Robert R. Miller, emeritus professor of zoology (later biology), passed away Feb. 10. Miller was an important figure in American ichthyology and conservation from 1940 to the present.

He was a graduate student at U-M and collaborator with the late Carl Hubbs, professor of zoology. Miller married Hubbs' daughter, Frances, in 1940. She was an important contributor to his research program until her death in 1987. The Miller children, Gifford, Francis, Roger, Ben and Lawrence also were important contributors to his work, along with many graduate students who were welcomed into the ichthyological family over the years. All were made to feel part of a tradition of lasting importance to natural history.

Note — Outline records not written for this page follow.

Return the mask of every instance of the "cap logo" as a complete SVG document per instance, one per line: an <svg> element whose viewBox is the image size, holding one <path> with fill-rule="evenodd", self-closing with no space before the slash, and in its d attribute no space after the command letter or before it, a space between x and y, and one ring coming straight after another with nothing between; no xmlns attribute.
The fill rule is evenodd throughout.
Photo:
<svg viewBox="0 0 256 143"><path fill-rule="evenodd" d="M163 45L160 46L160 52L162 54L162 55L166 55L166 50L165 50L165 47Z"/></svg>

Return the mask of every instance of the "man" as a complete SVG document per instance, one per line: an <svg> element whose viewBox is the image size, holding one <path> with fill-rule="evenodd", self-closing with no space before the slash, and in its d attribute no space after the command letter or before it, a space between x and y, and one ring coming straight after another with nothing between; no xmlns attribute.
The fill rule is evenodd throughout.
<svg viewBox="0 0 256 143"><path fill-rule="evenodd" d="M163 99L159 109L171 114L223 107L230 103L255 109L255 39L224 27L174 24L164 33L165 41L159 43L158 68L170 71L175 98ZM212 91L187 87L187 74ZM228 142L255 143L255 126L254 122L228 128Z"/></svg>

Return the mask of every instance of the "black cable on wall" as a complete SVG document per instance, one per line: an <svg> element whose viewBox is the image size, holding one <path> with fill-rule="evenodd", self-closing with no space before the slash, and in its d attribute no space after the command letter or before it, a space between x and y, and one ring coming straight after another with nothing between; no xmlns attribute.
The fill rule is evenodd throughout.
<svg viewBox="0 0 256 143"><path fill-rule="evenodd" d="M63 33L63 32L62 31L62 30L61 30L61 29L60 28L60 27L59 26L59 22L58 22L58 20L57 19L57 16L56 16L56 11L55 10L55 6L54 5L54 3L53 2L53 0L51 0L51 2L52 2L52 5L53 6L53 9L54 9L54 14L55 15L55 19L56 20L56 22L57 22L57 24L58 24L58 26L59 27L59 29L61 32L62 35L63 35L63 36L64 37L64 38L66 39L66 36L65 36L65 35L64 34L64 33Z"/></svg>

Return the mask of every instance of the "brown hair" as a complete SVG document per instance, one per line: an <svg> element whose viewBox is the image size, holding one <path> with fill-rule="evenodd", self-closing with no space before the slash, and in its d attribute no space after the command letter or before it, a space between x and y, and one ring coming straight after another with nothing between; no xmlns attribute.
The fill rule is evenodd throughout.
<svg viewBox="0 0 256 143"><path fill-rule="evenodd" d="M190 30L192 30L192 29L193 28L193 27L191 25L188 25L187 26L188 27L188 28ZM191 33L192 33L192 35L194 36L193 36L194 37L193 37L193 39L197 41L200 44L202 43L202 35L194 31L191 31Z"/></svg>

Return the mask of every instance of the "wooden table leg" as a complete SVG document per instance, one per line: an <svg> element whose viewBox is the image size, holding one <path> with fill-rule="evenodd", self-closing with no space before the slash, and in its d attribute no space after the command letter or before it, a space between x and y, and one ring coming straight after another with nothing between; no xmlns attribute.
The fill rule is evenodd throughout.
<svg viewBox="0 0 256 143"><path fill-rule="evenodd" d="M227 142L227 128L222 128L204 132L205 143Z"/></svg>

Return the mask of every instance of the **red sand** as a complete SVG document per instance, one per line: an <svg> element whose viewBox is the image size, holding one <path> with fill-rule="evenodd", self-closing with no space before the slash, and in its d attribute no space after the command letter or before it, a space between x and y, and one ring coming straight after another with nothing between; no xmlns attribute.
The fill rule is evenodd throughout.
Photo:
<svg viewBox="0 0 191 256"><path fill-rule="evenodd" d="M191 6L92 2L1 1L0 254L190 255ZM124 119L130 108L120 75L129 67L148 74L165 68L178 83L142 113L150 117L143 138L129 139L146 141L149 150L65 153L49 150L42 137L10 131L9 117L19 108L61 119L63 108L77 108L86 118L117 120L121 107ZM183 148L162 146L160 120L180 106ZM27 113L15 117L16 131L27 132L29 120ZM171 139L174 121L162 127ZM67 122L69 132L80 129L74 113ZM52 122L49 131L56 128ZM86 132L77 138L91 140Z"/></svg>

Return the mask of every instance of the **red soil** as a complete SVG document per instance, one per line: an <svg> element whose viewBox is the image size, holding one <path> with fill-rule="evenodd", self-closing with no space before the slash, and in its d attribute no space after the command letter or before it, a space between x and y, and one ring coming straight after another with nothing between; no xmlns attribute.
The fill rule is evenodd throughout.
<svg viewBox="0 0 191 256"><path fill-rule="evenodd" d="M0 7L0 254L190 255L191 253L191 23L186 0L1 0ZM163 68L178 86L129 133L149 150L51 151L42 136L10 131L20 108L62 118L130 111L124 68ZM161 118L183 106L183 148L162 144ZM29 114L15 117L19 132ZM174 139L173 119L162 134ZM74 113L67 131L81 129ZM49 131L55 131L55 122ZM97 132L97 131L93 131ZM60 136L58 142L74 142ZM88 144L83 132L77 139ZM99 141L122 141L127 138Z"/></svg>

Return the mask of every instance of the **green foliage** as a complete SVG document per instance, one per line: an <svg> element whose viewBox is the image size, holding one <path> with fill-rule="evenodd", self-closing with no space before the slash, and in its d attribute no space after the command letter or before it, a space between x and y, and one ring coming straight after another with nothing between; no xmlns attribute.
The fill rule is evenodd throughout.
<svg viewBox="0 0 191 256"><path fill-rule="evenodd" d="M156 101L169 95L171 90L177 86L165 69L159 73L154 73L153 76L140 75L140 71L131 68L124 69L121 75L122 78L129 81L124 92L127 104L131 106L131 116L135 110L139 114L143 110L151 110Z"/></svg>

Miller was a curator in the Museum of Zoology from 1948 until his retirement in 1987. He published more than 300 contributions to ichthyology and conservation, beginning with systematic and experimental studies of the pupfishes, Cyprinodon, in Death Valley, and continuing with studies of fishes of western United States and Mexico. He actively worked on trout, minnows, suckers, live-bearers and sculpins, and pioneered work in karyology, hybridization, fossil fishes and experimental studies. His call for conservation in 1961: "Man and the changing fish fauna of the American Southwest," and his list of "Extinct, rare, and endangered American freshwater fishes," were the beginnings of the American fish conservation movement.

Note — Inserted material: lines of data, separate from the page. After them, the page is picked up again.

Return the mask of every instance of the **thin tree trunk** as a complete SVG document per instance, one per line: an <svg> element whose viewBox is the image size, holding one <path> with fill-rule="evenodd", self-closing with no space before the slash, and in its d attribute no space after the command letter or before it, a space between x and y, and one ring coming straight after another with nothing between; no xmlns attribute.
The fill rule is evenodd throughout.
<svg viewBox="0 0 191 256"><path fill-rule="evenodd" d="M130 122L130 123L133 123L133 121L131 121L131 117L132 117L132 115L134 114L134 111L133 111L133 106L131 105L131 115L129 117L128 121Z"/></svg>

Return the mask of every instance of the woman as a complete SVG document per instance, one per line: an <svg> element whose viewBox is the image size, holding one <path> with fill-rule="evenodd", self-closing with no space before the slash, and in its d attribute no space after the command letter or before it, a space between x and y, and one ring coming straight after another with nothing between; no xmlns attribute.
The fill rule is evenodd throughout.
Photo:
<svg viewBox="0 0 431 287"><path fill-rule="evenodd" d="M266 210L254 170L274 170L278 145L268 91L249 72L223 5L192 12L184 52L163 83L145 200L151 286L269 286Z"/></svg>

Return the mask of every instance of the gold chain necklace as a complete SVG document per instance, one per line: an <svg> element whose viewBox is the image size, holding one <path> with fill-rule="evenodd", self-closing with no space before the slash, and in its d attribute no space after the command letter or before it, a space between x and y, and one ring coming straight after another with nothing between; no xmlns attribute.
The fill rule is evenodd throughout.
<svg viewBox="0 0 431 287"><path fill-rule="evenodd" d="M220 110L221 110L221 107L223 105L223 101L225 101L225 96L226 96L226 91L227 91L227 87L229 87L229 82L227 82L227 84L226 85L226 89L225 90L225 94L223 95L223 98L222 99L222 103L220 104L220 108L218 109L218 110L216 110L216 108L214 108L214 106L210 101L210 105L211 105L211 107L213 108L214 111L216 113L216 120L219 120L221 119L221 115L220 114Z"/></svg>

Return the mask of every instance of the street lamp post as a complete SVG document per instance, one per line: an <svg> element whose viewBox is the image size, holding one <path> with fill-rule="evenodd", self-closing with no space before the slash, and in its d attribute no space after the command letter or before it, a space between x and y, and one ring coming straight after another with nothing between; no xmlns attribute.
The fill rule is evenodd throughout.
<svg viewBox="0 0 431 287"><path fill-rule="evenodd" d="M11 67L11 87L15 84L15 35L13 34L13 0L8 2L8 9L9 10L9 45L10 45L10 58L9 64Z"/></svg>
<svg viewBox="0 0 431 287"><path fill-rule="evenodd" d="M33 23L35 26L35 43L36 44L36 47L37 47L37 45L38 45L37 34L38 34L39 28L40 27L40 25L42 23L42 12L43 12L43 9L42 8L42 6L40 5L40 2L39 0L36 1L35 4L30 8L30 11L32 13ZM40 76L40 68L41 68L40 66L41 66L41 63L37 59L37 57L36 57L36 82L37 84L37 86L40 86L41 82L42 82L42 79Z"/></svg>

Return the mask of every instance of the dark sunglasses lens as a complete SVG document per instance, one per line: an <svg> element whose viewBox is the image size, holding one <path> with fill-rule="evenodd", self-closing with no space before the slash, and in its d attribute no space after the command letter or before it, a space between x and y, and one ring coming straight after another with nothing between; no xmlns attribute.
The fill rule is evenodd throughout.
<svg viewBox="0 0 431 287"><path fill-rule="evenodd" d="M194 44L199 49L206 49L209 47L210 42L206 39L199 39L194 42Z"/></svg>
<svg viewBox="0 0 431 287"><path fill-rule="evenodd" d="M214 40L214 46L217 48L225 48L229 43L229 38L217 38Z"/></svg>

Miller received his doctoral degree from U-M in 1944. He served as ichthyological editor of Copeia from 1950-55; chairman of the Endangered Species Committee of the American Fisheries Society, 1969-71; chairman of the Desert Fishes Council, 1974-76; chairman of the Freshwater Fish Group, IUCN, 1965-79; and president of the American Society of Ichthyologists and Herpetologists in 1965. He received the Award of Excellence in 1975 and the Golden Membership Award in 1992 from the American Fisheries Society. In 1989, he was elected an honorary member of La Sociedad Mexicana de Zoologia, and in 1990 was elected Distinguished Fellow of the American Society of Ichthyologists and Herpetologists. He was given the Robert H. Gibbs Memorial Award from the American Society of Ichthyologists and Herpetologists in 1994.

A small family service was held in Ann Arbor. A memorial gathering also is scheduled for April. Information on the memorial can be found by going to:

The family has endowed a memorial fund to support graduate student research. Contributions may be mailed to: Robert R. Miller Memorial Fund, Museum of Zoology, University of Michigan, 1109 Geddes Ave., Ann Arbor, 48109-1079.